Re: Regression in 5.1.20: Reading long directory fails

From: Jason L Tibbitts III
Date: Wed Aug 28 2019 - 14:29:07 EST


>>>>> "BF" == J Bruce Fields <bfields@xxxxxxxxxxxx> writes:

BF> Looks like that's db531db951f950b8 upstream. (Do you know if it's
BF> reproduceable upstream as well?)

Yes, it's reproducible up in the 5.3.0 RCs as well.

However, while trying to do some further bisecting I ran into an odd
problem. Now kernels which were previously working (i.e. 5.1.19 and
older) are returning errors, but at a different file count. This only
gives me more questions. And so, just to be absolutely sure that there
isn't some weird server issue involved, I'm going to try to schedule a
reboot of the relevant server.

BF> Maybe it depends on having names of the right length to place some
BF> bit of xdr on a boundary. I wonder if it'd be possible to reproduce
BF> just by varying the name lengths randomly till you hit it.

I know I can't reproduce with loads of short names, and with relatively
long names as well (using sha256sum as filename generator).

BF> No clever debugging ideas off the top of my head, I'm afraid. I
BF> might start by patching the kernel or doing some tracing to figure
BF> out exactly where that EIO is being generated?

If I had any idea how to do that, I happily would. I'm certainly
willing to learn. At least I can run strace to see where ls bombs:

getdents64(5, 0x7fc13afaf040, 262144) = -1 EIO (Input/output error)

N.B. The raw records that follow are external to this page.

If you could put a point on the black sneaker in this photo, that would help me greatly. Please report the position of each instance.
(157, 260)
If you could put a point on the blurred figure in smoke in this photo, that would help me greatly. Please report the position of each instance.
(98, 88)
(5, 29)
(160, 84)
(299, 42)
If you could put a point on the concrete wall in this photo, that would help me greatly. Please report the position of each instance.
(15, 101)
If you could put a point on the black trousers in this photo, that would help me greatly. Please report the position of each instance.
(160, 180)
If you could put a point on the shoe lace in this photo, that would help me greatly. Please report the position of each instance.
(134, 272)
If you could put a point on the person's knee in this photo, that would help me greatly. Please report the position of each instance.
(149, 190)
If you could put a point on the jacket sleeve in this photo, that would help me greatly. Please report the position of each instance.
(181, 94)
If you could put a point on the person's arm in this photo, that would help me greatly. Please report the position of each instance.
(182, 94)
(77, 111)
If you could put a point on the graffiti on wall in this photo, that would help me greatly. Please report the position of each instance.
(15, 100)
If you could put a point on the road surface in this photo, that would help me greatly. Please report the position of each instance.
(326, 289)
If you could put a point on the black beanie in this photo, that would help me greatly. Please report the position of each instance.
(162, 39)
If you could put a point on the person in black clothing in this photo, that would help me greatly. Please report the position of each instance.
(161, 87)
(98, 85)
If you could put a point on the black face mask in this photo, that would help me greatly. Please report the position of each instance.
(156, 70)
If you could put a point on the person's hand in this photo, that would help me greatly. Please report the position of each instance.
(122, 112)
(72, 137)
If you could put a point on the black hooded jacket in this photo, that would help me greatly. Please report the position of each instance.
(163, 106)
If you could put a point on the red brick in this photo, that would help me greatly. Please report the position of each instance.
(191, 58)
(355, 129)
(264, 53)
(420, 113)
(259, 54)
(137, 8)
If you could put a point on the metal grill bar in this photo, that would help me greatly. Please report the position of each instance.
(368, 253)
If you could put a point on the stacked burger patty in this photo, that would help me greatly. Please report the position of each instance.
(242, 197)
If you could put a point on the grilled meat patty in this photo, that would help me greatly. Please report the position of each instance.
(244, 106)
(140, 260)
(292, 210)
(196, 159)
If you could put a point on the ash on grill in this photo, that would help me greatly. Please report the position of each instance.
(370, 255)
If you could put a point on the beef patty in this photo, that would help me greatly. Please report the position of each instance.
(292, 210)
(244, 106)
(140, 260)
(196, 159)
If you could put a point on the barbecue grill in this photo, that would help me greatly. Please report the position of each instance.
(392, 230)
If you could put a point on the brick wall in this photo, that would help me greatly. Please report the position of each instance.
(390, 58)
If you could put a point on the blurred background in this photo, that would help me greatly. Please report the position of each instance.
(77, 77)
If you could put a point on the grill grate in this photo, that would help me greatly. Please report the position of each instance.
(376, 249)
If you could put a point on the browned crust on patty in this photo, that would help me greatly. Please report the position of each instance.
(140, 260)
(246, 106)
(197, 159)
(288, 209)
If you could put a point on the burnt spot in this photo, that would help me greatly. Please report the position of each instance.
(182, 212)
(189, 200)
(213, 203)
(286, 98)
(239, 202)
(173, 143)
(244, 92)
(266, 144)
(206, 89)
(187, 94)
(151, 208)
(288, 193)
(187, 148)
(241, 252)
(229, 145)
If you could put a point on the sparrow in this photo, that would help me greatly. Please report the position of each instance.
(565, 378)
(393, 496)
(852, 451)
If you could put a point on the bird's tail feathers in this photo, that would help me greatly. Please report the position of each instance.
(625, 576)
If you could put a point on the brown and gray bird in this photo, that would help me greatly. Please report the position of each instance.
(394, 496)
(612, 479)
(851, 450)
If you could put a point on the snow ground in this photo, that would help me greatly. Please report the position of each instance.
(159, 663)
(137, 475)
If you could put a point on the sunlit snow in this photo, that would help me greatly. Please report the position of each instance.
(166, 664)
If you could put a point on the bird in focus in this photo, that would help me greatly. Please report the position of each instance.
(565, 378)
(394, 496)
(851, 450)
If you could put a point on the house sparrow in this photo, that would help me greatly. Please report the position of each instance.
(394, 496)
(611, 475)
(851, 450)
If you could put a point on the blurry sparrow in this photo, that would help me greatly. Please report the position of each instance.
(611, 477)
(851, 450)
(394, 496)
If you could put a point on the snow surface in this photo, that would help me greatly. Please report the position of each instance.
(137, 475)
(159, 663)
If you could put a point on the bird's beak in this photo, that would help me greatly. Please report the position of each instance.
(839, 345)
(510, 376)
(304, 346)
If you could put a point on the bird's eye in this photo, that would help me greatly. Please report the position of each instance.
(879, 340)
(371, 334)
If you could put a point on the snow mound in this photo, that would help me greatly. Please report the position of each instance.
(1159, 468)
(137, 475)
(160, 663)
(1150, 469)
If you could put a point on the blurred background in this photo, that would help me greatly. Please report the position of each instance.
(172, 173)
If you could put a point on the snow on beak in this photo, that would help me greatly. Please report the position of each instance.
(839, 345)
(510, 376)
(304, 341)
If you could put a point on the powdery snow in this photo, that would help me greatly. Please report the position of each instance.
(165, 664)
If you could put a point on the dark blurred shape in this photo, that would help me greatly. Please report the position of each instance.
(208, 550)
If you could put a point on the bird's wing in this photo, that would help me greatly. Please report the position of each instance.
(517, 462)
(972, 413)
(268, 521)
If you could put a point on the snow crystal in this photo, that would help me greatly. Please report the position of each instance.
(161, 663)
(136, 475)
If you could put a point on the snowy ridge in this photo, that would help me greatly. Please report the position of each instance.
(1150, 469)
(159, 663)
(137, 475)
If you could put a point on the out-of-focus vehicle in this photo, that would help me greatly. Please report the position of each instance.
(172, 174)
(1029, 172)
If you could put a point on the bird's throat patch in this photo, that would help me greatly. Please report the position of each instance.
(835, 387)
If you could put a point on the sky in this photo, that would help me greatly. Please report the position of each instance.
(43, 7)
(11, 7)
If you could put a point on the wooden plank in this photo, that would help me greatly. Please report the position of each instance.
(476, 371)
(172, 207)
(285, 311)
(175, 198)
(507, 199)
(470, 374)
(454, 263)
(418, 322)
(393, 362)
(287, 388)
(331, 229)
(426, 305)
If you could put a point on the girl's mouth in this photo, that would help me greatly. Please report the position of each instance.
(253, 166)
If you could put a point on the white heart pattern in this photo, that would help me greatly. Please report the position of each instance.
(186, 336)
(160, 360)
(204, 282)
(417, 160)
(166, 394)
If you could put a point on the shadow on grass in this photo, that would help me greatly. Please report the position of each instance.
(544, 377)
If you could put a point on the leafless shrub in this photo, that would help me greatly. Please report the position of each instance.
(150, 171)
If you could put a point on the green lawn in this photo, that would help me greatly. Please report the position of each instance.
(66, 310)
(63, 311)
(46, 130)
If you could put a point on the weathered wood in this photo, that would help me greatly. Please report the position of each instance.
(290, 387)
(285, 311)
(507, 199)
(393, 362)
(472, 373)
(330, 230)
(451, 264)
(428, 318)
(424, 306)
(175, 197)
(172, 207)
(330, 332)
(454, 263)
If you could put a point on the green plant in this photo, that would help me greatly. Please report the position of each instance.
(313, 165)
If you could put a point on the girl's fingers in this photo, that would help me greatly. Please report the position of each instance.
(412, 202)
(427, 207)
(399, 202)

bcodding on IRC mentioned that is a rather large count. Does make me
wonder if the server is weirding out and sending the client bogus data.
Certainly a server reboot, or maybe even just unmounting and remounting
the filesystem or copying the data to another filesystem would tell me
that. In any case, as soon as I am able to mess with that server, I'll
know more.

_ J<